Memorandum: Plaintiffs commenced this action seeking damages for injuries allegedly arising from an incident in which Laszlo Biro (plaintiff) stepped on one of several bricks or blocks (hereafter, bricks) that he had placed on an exterior landing of an apartment building owned by defendants, where plaintiffs resided, and he fell when the brick moved. In the complaint, as amplified by the bill of particulars, plaintiffs alleged that the incident was caused by several dangerous conditions on the premises, including that the step from the landing to the doorway was too high, that plaintiff was forced to place bricks on the landing to permit plaintiffs to enter and exit the apartment, that there was no hand rail on one side of the door, that defendants installed a screen door that blocked the hand rail on the other side of the door, and that defendants had actual and constructive notice of those conditions but failed to remedy them. Defendants moved for summary judgment dismissing the complaint, contending that plaintiff created the dangerous condition on the premises by placing the bricks on the landing, and that plaintiff's conduct was a superseding intervening act that was the sole proximate cause of the accident. Defendants now appeal from an order denying their motion, based on the court's determination that there are triable issues of fact whether the injuries were the foreseeable result of defendants' negligence. We affirm.

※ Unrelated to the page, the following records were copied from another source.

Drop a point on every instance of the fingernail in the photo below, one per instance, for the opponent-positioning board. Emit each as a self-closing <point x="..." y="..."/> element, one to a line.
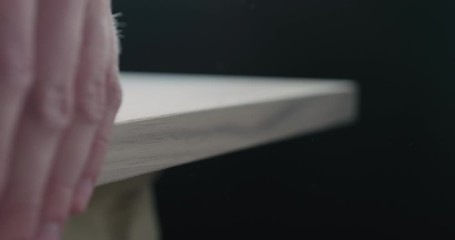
<point x="49" y="231"/>
<point x="84" y="193"/>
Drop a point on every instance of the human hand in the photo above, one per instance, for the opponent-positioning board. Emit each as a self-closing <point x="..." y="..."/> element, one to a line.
<point x="59" y="94"/>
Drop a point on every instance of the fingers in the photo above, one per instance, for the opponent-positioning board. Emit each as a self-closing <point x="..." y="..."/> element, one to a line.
<point x="47" y="113"/>
<point x="76" y="143"/>
<point x="89" y="175"/>
<point x="16" y="59"/>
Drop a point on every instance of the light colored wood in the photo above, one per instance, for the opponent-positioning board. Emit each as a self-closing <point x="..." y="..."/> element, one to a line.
<point x="123" y="210"/>
<point x="167" y="120"/>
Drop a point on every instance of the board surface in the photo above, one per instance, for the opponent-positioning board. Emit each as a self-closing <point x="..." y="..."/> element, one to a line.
<point x="168" y="120"/>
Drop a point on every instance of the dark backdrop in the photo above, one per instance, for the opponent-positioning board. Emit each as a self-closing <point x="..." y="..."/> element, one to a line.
<point x="392" y="173"/>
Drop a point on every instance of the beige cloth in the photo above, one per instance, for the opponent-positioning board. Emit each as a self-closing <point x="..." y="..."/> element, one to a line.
<point x="119" y="211"/>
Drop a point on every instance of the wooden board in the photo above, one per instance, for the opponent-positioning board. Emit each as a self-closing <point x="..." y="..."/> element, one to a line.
<point x="168" y="120"/>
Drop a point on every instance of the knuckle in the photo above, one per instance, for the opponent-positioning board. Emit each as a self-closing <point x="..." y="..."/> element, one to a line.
<point x="52" y="105"/>
<point x="115" y="94"/>
<point x="90" y="100"/>
<point x="16" y="72"/>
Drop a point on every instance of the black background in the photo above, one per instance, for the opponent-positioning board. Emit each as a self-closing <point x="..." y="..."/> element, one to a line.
<point x="391" y="174"/>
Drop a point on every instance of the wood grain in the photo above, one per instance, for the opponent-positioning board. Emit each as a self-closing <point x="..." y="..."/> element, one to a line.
<point x="168" y="120"/>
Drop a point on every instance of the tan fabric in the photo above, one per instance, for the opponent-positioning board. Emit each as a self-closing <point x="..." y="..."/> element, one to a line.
<point x="118" y="211"/>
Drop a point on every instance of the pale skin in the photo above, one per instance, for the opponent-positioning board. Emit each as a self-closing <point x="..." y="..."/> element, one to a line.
<point x="59" y="94"/>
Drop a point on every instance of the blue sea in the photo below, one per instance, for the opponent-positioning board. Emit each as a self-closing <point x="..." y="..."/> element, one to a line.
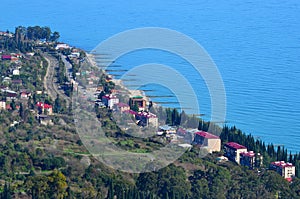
<point x="255" y="45"/>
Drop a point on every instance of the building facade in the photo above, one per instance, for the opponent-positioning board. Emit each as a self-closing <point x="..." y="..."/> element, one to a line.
<point x="110" y="100"/>
<point x="211" y="142"/>
<point x="247" y="159"/>
<point x="139" y="100"/>
<point x="286" y="170"/>
<point x="233" y="151"/>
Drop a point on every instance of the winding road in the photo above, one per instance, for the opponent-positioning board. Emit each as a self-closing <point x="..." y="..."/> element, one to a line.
<point x="50" y="79"/>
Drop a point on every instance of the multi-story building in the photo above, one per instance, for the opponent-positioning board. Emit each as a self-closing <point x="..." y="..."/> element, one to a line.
<point x="122" y="107"/>
<point x="147" y="119"/>
<point x="247" y="159"/>
<point x="233" y="150"/>
<point x="207" y="140"/>
<point x="44" y="108"/>
<point x="2" y="105"/>
<point x="110" y="100"/>
<point x="286" y="170"/>
<point x="140" y="101"/>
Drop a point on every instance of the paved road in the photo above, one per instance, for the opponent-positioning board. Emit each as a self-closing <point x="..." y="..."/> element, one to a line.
<point x="50" y="80"/>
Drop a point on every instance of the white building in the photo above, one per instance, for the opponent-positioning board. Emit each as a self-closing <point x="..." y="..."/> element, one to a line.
<point x="233" y="151"/>
<point x="110" y="100"/>
<point x="16" y="72"/>
<point x="286" y="170"/>
<point x="62" y="46"/>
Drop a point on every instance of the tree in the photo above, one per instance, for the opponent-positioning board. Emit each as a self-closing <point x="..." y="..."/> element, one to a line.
<point x="135" y="107"/>
<point x="58" y="184"/>
<point x="55" y="36"/>
<point x="21" y="111"/>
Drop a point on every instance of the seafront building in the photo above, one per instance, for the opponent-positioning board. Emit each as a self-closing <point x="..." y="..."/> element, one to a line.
<point x="207" y="140"/>
<point x="110" y="100"/>
<point x="147" y="119"/>
<point x="233" y="151"/>
<point x="139" y="100"/>
<point x="286" y="170"/>
<point x="247" y="159"/>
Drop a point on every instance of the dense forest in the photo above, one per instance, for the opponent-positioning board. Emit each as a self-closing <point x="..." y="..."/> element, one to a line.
<point x="50" y="161"/>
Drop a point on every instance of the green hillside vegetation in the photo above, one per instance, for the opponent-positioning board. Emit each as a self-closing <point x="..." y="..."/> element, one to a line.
<point x="50" y="161"/>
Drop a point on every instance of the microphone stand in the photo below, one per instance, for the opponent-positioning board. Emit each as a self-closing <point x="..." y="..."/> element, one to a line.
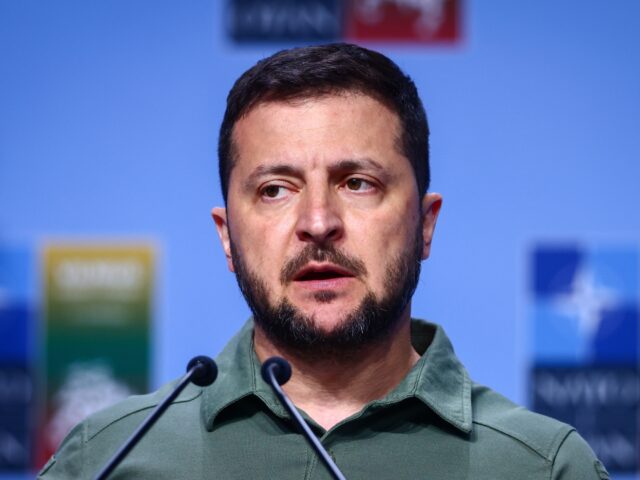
<point x="201" y="370"/>
<point x="277" y="371"/>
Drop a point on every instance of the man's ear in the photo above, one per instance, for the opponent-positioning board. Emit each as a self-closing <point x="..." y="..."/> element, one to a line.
<point x="431" y="204"/>
<point x="219" y="216"/>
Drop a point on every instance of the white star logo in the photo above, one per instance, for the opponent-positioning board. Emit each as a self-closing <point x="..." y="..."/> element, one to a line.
<point x="586" y="301"/>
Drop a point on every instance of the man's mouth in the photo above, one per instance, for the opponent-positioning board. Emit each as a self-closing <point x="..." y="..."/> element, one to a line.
<point x="322" y="272"/>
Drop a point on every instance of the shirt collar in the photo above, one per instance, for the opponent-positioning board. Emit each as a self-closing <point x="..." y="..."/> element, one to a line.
<point x="438" y="379"/>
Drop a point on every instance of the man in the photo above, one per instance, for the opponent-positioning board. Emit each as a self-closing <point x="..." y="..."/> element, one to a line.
<point x="324" y="169"/>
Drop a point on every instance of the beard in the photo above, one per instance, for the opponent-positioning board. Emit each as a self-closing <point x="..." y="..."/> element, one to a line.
<point x="370" y="323"/>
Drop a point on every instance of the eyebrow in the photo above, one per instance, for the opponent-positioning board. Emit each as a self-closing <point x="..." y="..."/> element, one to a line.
<point x="294" y="171"/>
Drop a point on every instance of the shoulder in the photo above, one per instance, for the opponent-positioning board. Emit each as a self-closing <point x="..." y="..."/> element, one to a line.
<point x="539" y="433"/>
<point x="93" y="441"/>
<point x="138" y="405"/>
<point x="556" y="444"/>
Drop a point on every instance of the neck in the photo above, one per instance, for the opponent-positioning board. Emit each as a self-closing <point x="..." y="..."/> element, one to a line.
<point x="331" y="389"/>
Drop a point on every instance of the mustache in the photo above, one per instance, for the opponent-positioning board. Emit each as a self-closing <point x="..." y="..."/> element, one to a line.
<point x="328" y="253"/>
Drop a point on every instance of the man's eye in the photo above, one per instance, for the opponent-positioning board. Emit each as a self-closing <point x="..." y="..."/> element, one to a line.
<point x="358" y="184"/>
<point x="273" y="191"/>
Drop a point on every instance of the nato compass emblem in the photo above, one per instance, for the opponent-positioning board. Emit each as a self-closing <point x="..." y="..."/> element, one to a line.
<point x="584" y="312"/>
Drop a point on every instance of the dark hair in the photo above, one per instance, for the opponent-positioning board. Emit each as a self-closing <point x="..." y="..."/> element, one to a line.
<point x="322" y="70"/>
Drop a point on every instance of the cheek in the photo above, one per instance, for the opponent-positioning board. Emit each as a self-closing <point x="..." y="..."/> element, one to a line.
<point x="262" y="245"/>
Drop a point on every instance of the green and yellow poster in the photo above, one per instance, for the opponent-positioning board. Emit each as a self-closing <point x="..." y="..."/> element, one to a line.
<point x="97" y="310"/>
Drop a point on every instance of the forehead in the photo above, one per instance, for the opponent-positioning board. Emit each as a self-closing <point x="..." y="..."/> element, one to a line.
<point x="339" y="125"/>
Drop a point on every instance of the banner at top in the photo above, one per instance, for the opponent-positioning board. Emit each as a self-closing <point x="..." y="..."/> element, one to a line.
<point x="407" y="21"/>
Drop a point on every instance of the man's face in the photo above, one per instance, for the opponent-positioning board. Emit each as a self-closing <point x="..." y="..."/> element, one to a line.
<point x="323" y="218"/>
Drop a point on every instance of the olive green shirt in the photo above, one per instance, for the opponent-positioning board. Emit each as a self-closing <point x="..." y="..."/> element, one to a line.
<point x="436" y="424"/>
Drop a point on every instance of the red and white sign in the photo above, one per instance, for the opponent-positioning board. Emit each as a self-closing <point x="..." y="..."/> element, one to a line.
<point x="415" y="21"/>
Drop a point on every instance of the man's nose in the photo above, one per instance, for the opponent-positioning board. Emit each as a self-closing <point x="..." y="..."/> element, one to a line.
<point x="319" y="219"/>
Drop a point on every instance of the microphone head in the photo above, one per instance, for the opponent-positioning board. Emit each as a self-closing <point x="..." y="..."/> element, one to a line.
<point x="280" y="368"/>
<point x="205" y="371"/>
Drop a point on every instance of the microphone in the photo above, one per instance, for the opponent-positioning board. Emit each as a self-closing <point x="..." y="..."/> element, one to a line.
<point x="276" y="371"/>
<point x="201" y="370"/>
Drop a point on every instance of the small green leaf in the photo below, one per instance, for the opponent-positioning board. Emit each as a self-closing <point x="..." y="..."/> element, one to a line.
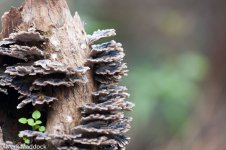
<point x="42" y="129"/>
<point x="36" y="114"/>
<point x="27" y="141"/>
<point x="36" y="127"/>
<point x="20" y="135"/>
<point x="31" y="122"/>
<point x="23" y="120"/>
<point x="38" y="122"/>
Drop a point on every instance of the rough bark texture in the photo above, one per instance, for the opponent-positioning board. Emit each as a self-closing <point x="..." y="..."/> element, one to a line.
<point x="46" y="57"/>
<point x="67" y="43"/>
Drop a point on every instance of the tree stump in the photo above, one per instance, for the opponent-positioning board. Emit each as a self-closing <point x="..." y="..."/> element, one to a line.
<point x="47" y="57"/>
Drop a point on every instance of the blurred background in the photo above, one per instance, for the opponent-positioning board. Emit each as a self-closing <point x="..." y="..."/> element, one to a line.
<point x="175" y="50"/>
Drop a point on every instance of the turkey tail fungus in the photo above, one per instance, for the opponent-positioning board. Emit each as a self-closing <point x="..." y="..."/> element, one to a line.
<point x="49" y="63"/>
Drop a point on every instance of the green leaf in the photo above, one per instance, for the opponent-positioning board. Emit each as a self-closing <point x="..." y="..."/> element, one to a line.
<point x="36" y="114"/>
<point x="36" y="127"/>
<point x="20" y="135"/>
<point x="31" y="122"/>
<point x="42" y="129"/>
<point x="27" y="141"/>
<point x="38" y="122"/>
<point x="23" y="120"/>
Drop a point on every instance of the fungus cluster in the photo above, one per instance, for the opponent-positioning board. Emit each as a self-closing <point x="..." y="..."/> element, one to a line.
<point x="28" y="69"/>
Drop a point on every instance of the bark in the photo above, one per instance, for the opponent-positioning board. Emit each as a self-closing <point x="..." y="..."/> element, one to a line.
<point x="67" y="43"/>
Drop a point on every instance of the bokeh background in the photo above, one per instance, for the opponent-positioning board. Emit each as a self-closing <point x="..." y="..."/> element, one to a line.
<point x="176" y="53"/>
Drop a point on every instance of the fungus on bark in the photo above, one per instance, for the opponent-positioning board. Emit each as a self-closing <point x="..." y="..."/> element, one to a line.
<point x="47" y="59"/>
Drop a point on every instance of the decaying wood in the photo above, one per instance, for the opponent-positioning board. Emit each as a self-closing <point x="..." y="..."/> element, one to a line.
<point x="67" y="43"/>
<point x="47" y="58"/>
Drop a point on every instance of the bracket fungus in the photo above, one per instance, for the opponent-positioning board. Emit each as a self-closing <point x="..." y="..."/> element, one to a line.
<point x="35" y="76"/>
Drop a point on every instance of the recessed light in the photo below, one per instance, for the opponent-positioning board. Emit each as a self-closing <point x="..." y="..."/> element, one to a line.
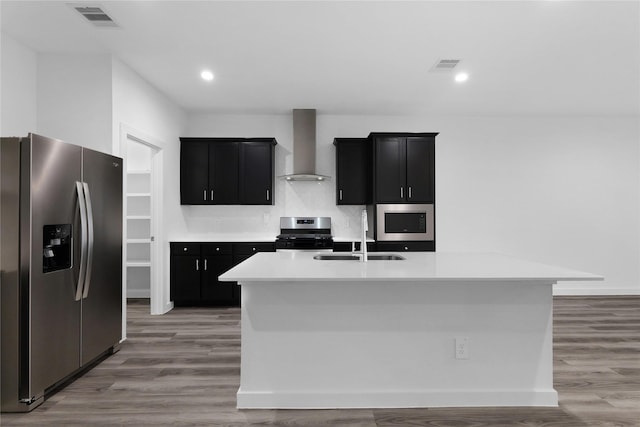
<point x="462" y="77"/>
<point x="206" y="75"/>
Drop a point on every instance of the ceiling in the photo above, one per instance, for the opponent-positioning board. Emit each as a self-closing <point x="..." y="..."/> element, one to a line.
<point x="360" y="57"/>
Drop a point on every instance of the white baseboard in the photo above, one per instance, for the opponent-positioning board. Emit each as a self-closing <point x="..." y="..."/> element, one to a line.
<point x="593" y="289"/>
<point x="138" y="293"/>
<point x="332" y="399"/>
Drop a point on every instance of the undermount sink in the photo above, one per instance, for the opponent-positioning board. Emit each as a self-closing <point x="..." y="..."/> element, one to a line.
<point x="350" y="257"/>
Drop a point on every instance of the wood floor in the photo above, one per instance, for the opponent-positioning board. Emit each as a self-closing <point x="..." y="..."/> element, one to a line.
<point x="183" y="369"/>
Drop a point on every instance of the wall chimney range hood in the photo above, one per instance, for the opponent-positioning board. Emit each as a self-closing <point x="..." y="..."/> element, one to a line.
<point x="304" y="147"/>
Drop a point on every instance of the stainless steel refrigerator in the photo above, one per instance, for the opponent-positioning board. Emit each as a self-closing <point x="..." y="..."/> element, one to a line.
<point x="61" y="265"/>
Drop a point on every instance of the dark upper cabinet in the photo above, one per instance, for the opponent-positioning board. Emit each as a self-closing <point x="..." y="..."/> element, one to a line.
<point x="404" y="167"/>
<point x="390" y="169"/>
<point x="353" y="171"/>
<point x="226" y="171"/>
<point x="256" y="172"/>
<point x="223" y="173"/>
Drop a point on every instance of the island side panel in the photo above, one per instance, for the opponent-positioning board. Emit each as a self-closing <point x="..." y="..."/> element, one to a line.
<point x="347" y="344"/>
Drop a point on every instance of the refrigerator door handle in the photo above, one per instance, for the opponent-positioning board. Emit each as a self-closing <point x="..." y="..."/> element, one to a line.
<point x="83" y="240"/>
<point x="90" y="239"/>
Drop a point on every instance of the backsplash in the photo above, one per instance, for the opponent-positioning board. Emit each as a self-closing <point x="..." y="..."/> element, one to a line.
<point x="291" y="199"/>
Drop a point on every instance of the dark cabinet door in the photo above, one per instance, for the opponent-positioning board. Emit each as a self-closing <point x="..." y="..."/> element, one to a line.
<point x="185" y="278"/>
<point x="420" y="170"/>
<point x="390" y="169"/>
<point x="223" y="173"/>
<point x="256" y="173"/>
<point x="194" y="173"/>
<point x="353" y="171"/>
<point x="212" y="290"/>
<point x="409" y="246"/>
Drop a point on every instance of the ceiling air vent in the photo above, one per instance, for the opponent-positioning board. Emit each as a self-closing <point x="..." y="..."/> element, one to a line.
<point x="95" y="15"/>
<point x="445" y="65"/>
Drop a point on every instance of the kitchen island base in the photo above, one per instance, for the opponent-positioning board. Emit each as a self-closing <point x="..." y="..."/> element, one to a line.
<point x="392" y="344"/>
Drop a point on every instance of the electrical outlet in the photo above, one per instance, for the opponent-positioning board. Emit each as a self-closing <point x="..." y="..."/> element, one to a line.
<point x="462" y="347"/>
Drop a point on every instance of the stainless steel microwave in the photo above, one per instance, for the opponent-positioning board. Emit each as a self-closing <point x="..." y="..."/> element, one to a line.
<point x="405" y="222"/>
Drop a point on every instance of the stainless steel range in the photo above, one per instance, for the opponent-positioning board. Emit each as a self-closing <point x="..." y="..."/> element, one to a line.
<point x="304" y="233"/>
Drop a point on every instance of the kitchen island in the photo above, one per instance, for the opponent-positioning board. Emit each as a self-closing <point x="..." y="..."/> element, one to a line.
<point x="432" y="330"/>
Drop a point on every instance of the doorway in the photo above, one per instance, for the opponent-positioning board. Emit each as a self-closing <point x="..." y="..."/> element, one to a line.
<point x="143" y="210"/>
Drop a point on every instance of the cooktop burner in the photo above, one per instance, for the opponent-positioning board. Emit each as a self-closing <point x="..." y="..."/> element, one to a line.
<point x="304" y="233"/>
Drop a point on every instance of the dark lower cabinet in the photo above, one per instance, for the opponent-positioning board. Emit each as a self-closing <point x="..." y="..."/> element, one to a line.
<point x="217" y="258"/>
<point x="195" y="267"/>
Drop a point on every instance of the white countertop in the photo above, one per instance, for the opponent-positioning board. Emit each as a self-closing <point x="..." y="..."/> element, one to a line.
<point x="226" y="237"/>
<point x="418" y="266"/>
<point x="248" y="237"/>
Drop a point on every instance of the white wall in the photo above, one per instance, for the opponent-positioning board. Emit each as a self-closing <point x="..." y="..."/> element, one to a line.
<point x="18" y="87"/>
<point x="559" y="190"/>
<point x="74" y="99"/>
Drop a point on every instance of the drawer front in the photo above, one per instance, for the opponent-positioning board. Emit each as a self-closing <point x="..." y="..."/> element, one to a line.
<point x="215" y="248"/>
<point x="253" y="247"/>
<point x="185" y="248"/>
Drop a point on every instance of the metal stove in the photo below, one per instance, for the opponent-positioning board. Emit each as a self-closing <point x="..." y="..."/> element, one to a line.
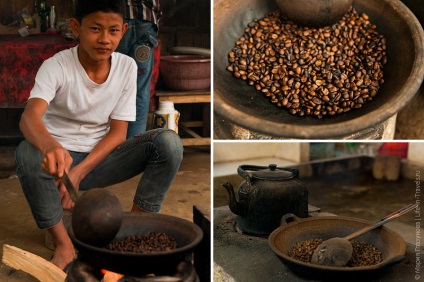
<point x="79" y="270"/>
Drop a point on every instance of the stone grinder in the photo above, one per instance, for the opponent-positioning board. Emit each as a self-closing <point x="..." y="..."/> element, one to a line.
<point x="97" y="217"/>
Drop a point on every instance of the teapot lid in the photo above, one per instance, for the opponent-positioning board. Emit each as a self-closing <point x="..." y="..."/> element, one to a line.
<point x="272" y="173"/>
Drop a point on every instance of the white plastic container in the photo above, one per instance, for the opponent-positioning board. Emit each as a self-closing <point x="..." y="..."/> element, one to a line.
<point x="166" y="116"/>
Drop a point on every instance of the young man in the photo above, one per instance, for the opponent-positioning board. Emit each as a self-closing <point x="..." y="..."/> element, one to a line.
<point x="139" y="42"/>
<point x="76" y="121"/>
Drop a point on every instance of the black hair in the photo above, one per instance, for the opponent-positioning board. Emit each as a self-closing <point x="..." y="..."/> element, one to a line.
<point x="86" y="7"/>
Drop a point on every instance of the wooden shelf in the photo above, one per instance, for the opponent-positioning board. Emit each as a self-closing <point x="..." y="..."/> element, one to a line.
<point x="190" y="97"/>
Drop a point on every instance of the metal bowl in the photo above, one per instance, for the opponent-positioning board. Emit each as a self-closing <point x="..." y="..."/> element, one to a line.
<point x="239" y="103"/>
<point x="187" y="235"/>
<point x="281" y="240"/>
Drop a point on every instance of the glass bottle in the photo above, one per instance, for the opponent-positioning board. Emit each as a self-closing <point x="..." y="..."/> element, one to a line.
<point x="52" y="17"/>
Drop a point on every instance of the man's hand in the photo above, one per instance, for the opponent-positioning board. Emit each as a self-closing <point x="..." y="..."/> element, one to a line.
<point x="56" y="160"/>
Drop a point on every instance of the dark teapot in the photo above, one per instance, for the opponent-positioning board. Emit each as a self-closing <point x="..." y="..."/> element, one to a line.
<point x="266" y="194"/>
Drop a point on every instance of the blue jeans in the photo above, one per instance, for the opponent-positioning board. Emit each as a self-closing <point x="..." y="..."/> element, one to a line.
<point x="139" y="42"/>
<point x="158" y="153"/>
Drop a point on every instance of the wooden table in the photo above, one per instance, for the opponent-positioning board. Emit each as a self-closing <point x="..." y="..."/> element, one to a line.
<point x="190" y="97"/>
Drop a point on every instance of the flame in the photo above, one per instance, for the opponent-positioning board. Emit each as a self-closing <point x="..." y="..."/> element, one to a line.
<point x="109" y="276"/>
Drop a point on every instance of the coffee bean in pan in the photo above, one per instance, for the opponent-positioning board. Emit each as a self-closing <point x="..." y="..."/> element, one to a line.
<point x="154" y="242"/>
<point x="311" y="71"/>
<point x="364" y="254"/>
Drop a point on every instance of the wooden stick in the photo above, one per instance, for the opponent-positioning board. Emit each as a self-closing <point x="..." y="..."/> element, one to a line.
<point x="38" y="267"/>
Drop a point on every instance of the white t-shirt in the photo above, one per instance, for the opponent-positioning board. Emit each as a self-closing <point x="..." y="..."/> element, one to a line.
<point x="80" y="110"/>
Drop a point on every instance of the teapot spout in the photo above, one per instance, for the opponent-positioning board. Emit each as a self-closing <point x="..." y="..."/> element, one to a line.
<point x="239" y="208"/>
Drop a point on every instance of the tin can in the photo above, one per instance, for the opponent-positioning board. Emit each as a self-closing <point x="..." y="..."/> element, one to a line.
<point x="166" y="116"/>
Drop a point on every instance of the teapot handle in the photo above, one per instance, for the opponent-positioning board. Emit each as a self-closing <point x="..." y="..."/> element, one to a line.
<point x="288" y="218"/>
<point x="241" y="170"/>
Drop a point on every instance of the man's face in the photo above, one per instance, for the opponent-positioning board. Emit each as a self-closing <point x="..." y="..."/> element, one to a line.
<point x="99" y="35"/>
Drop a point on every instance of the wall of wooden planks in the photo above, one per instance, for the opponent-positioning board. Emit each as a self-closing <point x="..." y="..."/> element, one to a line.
<point x="184" y="22"/>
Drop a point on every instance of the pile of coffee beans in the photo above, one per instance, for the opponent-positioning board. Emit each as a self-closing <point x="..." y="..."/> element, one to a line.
<point x="149" y="243"/>
<point x="311" y="71"/>
<point x="364" y="254"/>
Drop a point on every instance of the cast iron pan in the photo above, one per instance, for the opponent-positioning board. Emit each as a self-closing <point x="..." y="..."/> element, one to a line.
<point x="281" y="240"/>
<point x="241" y="104"/>
<point x="186" y="234"/>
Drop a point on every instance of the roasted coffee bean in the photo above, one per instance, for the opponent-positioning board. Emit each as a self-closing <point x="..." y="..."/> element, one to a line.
<point x="364" y="254"/>
<point x="149" y="243"/>
<point x="339" y="66"/>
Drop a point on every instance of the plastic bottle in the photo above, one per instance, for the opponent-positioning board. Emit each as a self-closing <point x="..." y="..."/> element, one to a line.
<point x="52" y="17"/>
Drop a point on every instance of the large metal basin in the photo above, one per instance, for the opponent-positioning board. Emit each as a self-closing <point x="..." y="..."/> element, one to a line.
<point x="240" y="103"/>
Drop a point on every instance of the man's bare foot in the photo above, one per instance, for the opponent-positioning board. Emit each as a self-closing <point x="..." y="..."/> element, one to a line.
<point x="137" y="209"/>
<point x="63" y="255"/>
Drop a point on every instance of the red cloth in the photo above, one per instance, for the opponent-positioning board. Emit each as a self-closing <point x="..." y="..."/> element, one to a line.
<point x="395" y="148"/>
<point x="20" y="59"/>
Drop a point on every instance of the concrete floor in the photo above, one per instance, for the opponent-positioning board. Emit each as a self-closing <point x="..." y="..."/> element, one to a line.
<point x="17" y="227"/>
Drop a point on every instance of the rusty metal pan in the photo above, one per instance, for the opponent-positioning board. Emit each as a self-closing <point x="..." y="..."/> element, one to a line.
<point x="294" y="229"/>
<point x="187" y="235"/>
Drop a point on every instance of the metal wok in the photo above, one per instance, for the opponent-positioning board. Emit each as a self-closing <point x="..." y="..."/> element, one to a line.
<point x="241" y="104"/>
<point x="281" y="240"/>
<point x="186" y="234"/>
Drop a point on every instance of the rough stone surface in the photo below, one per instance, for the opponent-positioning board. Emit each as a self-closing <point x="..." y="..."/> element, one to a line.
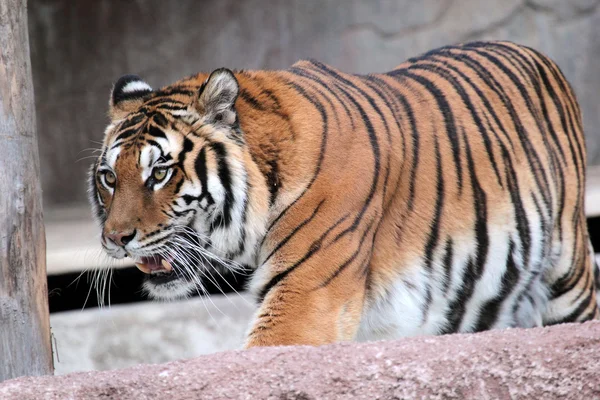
<point x="151" y="332"/>
<point x="561" y="362"/>
<point x="80" y="48"/>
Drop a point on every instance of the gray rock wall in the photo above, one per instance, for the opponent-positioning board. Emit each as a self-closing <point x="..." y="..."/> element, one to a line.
<point x="79" y="48"/>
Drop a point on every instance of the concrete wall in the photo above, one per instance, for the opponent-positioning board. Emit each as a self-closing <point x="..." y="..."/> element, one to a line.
<point x="79" y="48"/>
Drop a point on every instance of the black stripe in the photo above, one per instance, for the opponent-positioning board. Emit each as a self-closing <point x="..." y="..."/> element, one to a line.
<point x="200" y="168"/>
<point x="156" y="132"/>
<point x="488" y="313"/>
<point x="314" y="248"/>
<point x="350" y="259"/>
<point x="445" y="109"/>
<point x="294" y="231"/>
<point x="224" y="218"/>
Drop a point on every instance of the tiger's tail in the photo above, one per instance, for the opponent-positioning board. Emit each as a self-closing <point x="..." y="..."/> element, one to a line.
<point x="596" y="267"/>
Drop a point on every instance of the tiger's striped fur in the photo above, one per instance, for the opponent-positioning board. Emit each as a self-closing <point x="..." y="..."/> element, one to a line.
<point x="443" y="196"/>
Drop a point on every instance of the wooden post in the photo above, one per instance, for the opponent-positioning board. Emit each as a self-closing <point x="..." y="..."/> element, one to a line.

Plaintiffs allege that defendants are liable, as landlords, for the dangerous conditions on the property. It is well settled that “a landlord may be found liable for failure to repair a dangerous condition, of which it has notice, on leased premises [where, as here,] the landlord assumes a duty to make repairs and reserves the right to enter in order to inspect or to make such repairs” (Chapman v. Silber, 97 N.Y.2d 9, 19). “Thus, in a premises liability case, a defendant property owner who moves for summary judgment has the initial burden of making a prima facie showing that it neither created the defective condition nor had actual or constructive notice of its existence” (Friedman v. 1753 Realty Co., 117 AD3d 781, 783; see Anderson v. Justice, 96 AD3d 1446, 1447). Here, it is undisputed that defendants were aware of the high step, as well as the missing and blocked hand rails, and that plaintiff had placed the bricks on the landing under the door. We agree with the court, however, that defendants failed to eliminate all triable issues of fact whether plaintiff's conduct in placing the bricks on the landing was a superseding intervening cause of the accident, i.e., defendants failed to meet their burden of establishing that the accident was not “a normal or foreseeable consequence of the situation created by [their] [alleged] negligence” (Derdiarian v. Felix Contr. Corp., 51 N.Y.2d 308, 315, rearg. denied 52 N.Y.2d 784; see Gardner v. Perrine, 101 AD3d 1587, 1587–1588; Graziadei v. Mohamed, 23 AD3d 1100, 1101). Inasmuch as defendants failed to establish their prima facie entitlement to judgment as a matter of law, the court properly denied the motion, regardless of the sufficiency of the opposing papers (see Winegrad v. New York Univ. Med. Ctr., 64 N.Y.2d 851, 853).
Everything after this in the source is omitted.